2022年12月22日
ミャンマー アジア

「いいね」で禁錮10年? ミャンマーで軍が進める情報統制

「『いいね』を押すだけで最大で禁錮10年を科す」

軍が設置した「国家統治評議会」の報道官がことし9月に発表した内容に驚きが広がりました。

ミャンマー軍は民主派勢力の拡大を防ぐため、これまでもSNSをはじめとする情報統制を進めてきました。しかし、来年(2023年)夏にも予定されている総選挙を前に、軍の統制がこれまで以上に強まっています。

ミャンマーで今、何が起きているのでしょうか。

(アジア総局記者 高橋潤)

グラビアモデルに禁錮6年

ナン・ムエ・サンさん

カメラに向かって微笑む女性。ミャンマー人のナン・ムエ・サンさんです。いわゆるグラビアモデルで、水着姿などをネットで公開したことで、若者の間で知名度が高まり、フェイスブックのフォロアー数は271万人に上ります。

ところが軍は2022年8月、ナン・ムエ・サンさんを拘束。軍に近い地元メディアによりますと、9月27日に軍事法廷が開かれ、ネット上に肌を露出した画像や動画を掲載したことでミャンマー文化を危険にさらしたとして、禁錮6年の有罪判決が言い渡されたということです。
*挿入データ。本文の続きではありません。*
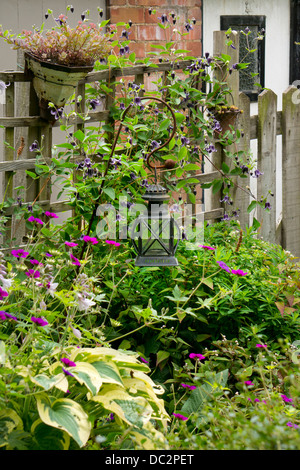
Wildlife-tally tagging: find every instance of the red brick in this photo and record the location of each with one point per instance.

指を3本立てることでミャンマー軍への抗議の意志を示す ナン・ムエ・サンさん

実はナン・ムエ・サンさんは2021年のクーデター以降、民主化を求めるデモに積極的に参加していたほか、民主派勢力への支持をSNSを通じてたびたび発信していました。

このため、今回の判決はネット上で影響力のある人物を訴追することで、民主派勢力への見せしめのような効果を狙ったとの見方が出ています。

元ミス・ミャンマーが空港で足止め

その判決の翌日。タイの首都バンコクから、1人の女性がカナダに向かいました。

ミャンマー出身のハン・レイさんです。去年、国際的なミス・コンテストにミャンマー代表として参加した際に、涙ながらに訴えた発言が世界から注目されました。
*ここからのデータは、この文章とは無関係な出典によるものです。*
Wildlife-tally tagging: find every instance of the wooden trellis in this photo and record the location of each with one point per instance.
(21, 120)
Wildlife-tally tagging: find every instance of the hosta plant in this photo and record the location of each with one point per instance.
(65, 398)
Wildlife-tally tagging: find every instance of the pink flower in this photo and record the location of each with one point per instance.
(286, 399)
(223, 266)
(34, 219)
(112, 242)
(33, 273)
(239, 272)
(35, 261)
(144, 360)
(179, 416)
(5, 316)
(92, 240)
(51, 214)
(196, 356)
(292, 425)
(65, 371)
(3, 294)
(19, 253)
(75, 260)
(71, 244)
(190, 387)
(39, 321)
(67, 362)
ミス・コンテストに出場した際のハン・レイさん(2021年)

ハン・レイさん
「ミャンマーで民主化のために活動して命を落とした人たちを心から弔いたい。私も民主主義を求める1人。クーデターに関わった指導者は罪のない自国民に武力を使うべきではない。世界のみなさん、ミャンマーを救ってください」

ハン・レイさんはこの発言よりも前から、SNSで発信を続けていました。

去年2月には「ミャンマーの軍事政権と悪党たちは、闇夜に紛れ平和的にデモを行っている人たちを逮捕していることを世界に知ってほしい」と書き込み、実権を握った軍を非難しました。

ハン・レイさんはミス・コンテスト以降、ミャンマーには戻らずにタイで生活していましたが、滞在ビザが切れる前に更新するため、一旦ベトナムに出国してタイに戻りました。

ところが、空港でパスポートの番号が存在しないと告げられたそうです。不在だった3日間でパスポートが突然使えなくなったのです。

結局、ハン・レイさんは空港に8日間足止めとなり、UNHCR=国連難民高等弁務官事務所の支援でカナダへ向かうことを余儀なくされました。

“いいね”で禁錮10年

2人の女性のケースから言えるのは、ミャンマー軍が活動家から一般市民へと弾圧の対象を広げている実態です。

これを裏付ける発言を今年9月、軍が設置した「国家統治評議会」の報道官がしています。

報道官は軍と対立する組織を支援することが訴追の対象になるおそれがあると指摘。交流サイトの投稿をシェアしたり、「いいね」を押したりしただけで、人々を扇動した罪にあたるとして、最大で禁錮10年を科すと警告したのです。

ミャンマー「国家統治評議会」報道官の会見 (2022年9月)

ミャンマーでは憲法に基づいて、2023年8月にも総選挙が行われる予定です。

民主派勢力がネットを通じて支持を拡大することをミャンマー軍がこれまで以上に警戒しているのは明らかで、情報統制を強化するねらいがあるものと見られます。

禁錮刑重ねて政治生命絶つ狙いか

総選挙を前に軍が最も警戒するのが、アウン・サン・スー・チー氏の存在です。

アウン・サン・スー・チー氏(2019年)

アウン・サン・スー・チー氏が率いる政党、NLD=国民民主連盟が次の総選挙で再び大きな支持を得る事態となれば、2020年に行われた前回の総選挙の結果を受け入れずクーデターを起こした軍の正当性が大きく揺らぐことになります。

軍に拘束されたアウン・サン・スー・チー氏に対する一連の裁判は、軍の統制のもとで非公開で行われていて、有罪判決は社会不安を引き起こした罪など、これまでに14件、刑期は合わせて26年になっています。

アウン・サン・スー・チー氏に対する裁判(2021年5月)

軍としては、総選挙を前に刑期を積み重ねていくことで、アウン・サン・スー・チー氏の政治的な影響力を排除する思惑があるとみられています。

ただ、アウン・サン・スー・チー氏は過去何度も軍による軟禁などの圧力を受けながらも、そのたびに復活し、国民の絶大な支持を集めてきました。

現在、アウン・サン・スー・チー氏への支持は地下に潜っていますが、再び「軍への抵抗のシンボル」となったことで、影響力をそぐのは難しいとの見方もあります。

総選挙へ向けてどうなる?ミャンマー情勢

ミャンマー軍は今後も権力を維持するため、総選挙で軍に近い政党が有利な結果を得られるよう、制度の変更も検討しています。

一方の民主派の側は今後、軍主導で行われる選挙は受け入れられないという立場を示すとみられます。

選挙が近づくにつれて、双方の対立はさらに先鋭化する見通しで、現地は緊迫の度合いを増すものとみられます。